Приуготовляясь ко встрече с Сатаной, а никто другой ее бы и не приветил, сучья баба велела выбросить из государства всех иезуитов. Хотела и католическую общину выбросить, да умерла. Покойный Император Петр Третий, душою лютеранин, отменил, но меланхолично и устно, приказания своей покойной тетки.
А в России устно говорят лишь молитву. Слово там не указ. Понадеялись было братья Святой Церкви на принцессу Екатерину, полагая поддеть ее на крюк, мазанный кровью убиенного ею Петра Третьего, да не случилось вовремя к ней подступиться. Свирепым медвежьим кругом встали тогда вокруг за сутки сотворенной Императрицы те, кто ее и сотворил.
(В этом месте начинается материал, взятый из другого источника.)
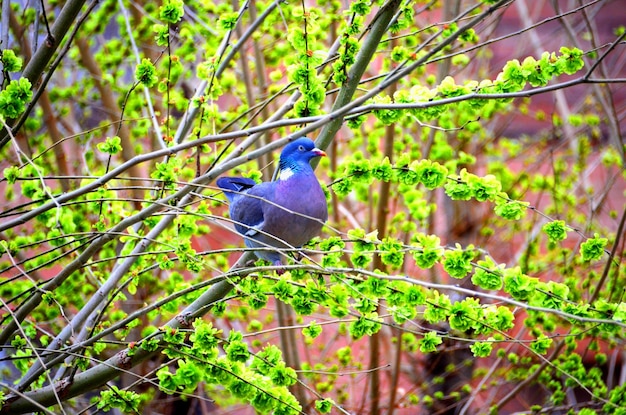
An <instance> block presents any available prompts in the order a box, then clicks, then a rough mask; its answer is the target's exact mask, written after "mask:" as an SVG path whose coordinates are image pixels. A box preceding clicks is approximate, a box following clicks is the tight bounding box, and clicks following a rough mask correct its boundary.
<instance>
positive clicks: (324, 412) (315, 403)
mask: <svg viewBox="0 0 626 415" xmlns="http://www.w3.org/2000/svg"><path fill="white" fill-rule="evenodd" d="M334 404H335V402H334V401H333V400H332V399H330V398H326V399H318V400H316V401H315V409H317V410H318V411H319V412H320V413H322V414H329V413H330V411H331V410H332V409H333V405H334Z"/></svg>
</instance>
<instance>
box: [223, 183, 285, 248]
mask: <svg viewBox="0 0 626 415" xmlns="http://www.w3.org/2000/svg"><path fill="white" fill-rule="evenodd" d="M274 183H275V182H266V183H260V184H257V185H255V186H253V187H250V188H249V189H247V190H246V191H245V193H242V194H240V195H238V197H237V198H235V199H234V200H233V201H232V202H231V204H230V217H231V219H233V220H234V221H235V222H236V224H235V228H236V229H237V232H239V233H241V234H242V235H245V236H254V235H255V234H257V233H258V231H259V230H263V224H264V221H265V215H264V206H265V205H267V203H265V202H263V199H267V200H270V201H271V200H272V199H273V194H274V187H275V184H274Z"/></svg>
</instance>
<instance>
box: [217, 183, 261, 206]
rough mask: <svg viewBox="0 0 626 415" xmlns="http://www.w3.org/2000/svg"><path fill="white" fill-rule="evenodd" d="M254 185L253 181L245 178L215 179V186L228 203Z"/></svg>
mask: <svg viewBox="0 0 626 415" xmlns="http://www.w3.org/2000/svg"><path fill="white" fill-rule="evenodd" d="M255 185H256V182H255V181H254V180H252V179H246V178H245V177H220V178H219V179H217V186H218V187H219V188H220V189H222V191H223V192H224V195H226V197H227V198H228V200H229V201H230V202H232V201H233V200H234V199H236V198H237V197H238V196H239V194H240V193H242V192H245V191H246V190H248V189H251V188H252V187H254V186H255Z"/></svg>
«Помимо Господа сотворили!», – сказал себе на этот мысленный резон коммодор, разведя в стороны обкусанные Мартиллой губы.
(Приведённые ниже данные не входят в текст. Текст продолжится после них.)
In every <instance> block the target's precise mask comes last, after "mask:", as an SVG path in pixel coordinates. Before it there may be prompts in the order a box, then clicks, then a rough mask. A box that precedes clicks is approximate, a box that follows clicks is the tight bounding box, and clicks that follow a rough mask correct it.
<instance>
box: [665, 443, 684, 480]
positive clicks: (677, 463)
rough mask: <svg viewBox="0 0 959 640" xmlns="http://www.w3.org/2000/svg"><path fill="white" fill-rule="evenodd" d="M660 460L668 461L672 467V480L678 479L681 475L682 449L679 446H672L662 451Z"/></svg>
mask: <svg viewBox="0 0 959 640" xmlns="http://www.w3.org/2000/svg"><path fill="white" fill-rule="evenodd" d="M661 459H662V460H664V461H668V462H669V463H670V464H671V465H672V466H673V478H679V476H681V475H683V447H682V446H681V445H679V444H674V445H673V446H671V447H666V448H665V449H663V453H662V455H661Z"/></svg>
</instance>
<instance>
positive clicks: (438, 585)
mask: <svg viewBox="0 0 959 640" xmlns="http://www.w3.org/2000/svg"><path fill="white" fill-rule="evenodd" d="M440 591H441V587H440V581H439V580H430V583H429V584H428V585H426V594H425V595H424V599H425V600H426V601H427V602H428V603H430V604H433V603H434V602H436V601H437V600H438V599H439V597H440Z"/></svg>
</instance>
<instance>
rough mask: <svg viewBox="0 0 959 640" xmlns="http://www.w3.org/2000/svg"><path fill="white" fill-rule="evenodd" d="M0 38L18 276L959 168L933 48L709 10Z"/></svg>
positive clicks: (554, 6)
А внезапная Императрица Екатерина не разводила церемоний, принятых в просвещенных странах. А тайно, по восшествии на престол, подписала Указ о богопротивности дел иезуитов в своей Империи. И двое братьев, подвизавшихся было учительствовать малых сынов больших русских вельмож, сами оказались на говяжьих крюках в подземельях страшного и хитрого ката Шишковского. Там и сгинули.
– Отомщены, – сухо повторил коммодор, – но опять же – на словах. Когда первый университет нашего ордена встанет воочию в Сиберии и начнет готовить ко службе Вечному Престолу русских молодых людей, а над селами этой морозной и проклятой страны поднимутся кирхи с крестом о четырех концах, а не о восьми, тогда будем отомщены! Отомщены, да!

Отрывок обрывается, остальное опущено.